16.  We note, at the outset, that only the summary judgment order that is the subject of this appeal finds that Pinnacle has a “fee simple” interest in the building; the prior, unappealed summary judgment order merely states, without more, that Pinnacle has “title” to the building.

17.  (Emphasis supplied.) OCGA § 44–6–20.

18.  See generally Jenkins v. Shuften, 206 Ga. 315, 318(1) (57 S.E.2d 283) (1950).

19.  (Emphasis supplied.)

20.  OCGA § 44–6–21.

21.  The definition of “Property,” by the PSFO's own terms, included land that Pinnacle sold to KDA. Notwithstanding Pinnacle's potential purchase rights under the option contract, “something that is capable of ripening into a fee simple title, is not at present a fee simple title.” Union Camp Corp. v. Youmans, 227 Ga. 687, 696(4) (182 S.E.2d 468) (1971) (punctuation omitted).

22.  See Diversified Golf, LLC v. Hart County Bd. of Tax Assessors, 267 Ga.App. 8, 10–11 (598 S.E.2d 791) (2004).

23.  DeKalb County Bd. of Tax Assessors v. W.C. Harris & Co., 248 Ga. 277, 279–280(2) (282 S.E.2d 880) (1981).

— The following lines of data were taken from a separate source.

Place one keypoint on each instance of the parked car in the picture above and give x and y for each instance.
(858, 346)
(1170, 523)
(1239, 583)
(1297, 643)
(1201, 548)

24.  See Diversified Golf, supra at 10.

25.  (Footnote omitted.) Jekyll Development Assocs., L.P. v. Glynn County Bd. of Tax Assessors, 240 Ga.App. 273, 276(5) (523 S.E.2d 370) (1999).

26.  OCGA § 44–6–103.

27.  Sasser & Co. v. Griffin, 133 Ga.App. 83, 85(1) (210 S.E.2d 34) (1974). Accord James G. Wilson Mfg. Co., supra. See also Jekyll Development Assocs., supra 275(2) (“An estate for years may be encumbered or somewhat limited without being reduced to a usufruct”) (footnote omitted).

28.  (Citations and punctuation omitted; emphasis supplied.) Meco of Atlanta, supra.

29.  James G. Wilson Mfg. Co., supra.

30.  (Citation and punctuation omitted.) Dan J. Sheehan Co., supra at 790(1), n.11.

31.  We note that absent consent of a landlord to the contract under which the improvements were made, a landlord's equitable interest in improvements is not subject to lien. If the lien here was filed only against the landlord's reversionary interest rather than Pinnacle's legal interest, “it would indirectly ․ subject the landlord's equitable interest in improvements to the leasehold to a lien asserted by [the] materialman. It is well settled that one cannot do indirectly that which the law does not allow to be done directly.” Meco of Atlanta, supra. (Citation omitted).

32.  (Citations and punctuation omitted.) CPD Plastering, Inc. v. Miller, 284 Ga.App. 172, 174(1) (643 S.E.2d 392) (2007). See also Venture Design, Ltd. v. Original Appalachian Artworks, Inc., 197 Ga.App. 432, 434(3) (398 S.E.2d 781) (1990) (contractor could not argue for the first time on appeal that an indemnity agreement was contrary to public policy under applicable statute and was therefore invalid).

33.  (Citation and punctuation omitted.) Wellons, Inc. v. Langboard, Inc., 315 Ga.App. 183, 186(1) (726 S.E.2d 673) (2012).

RAY, Judge.

MILLER, P.J., and BRANCH, J., concur.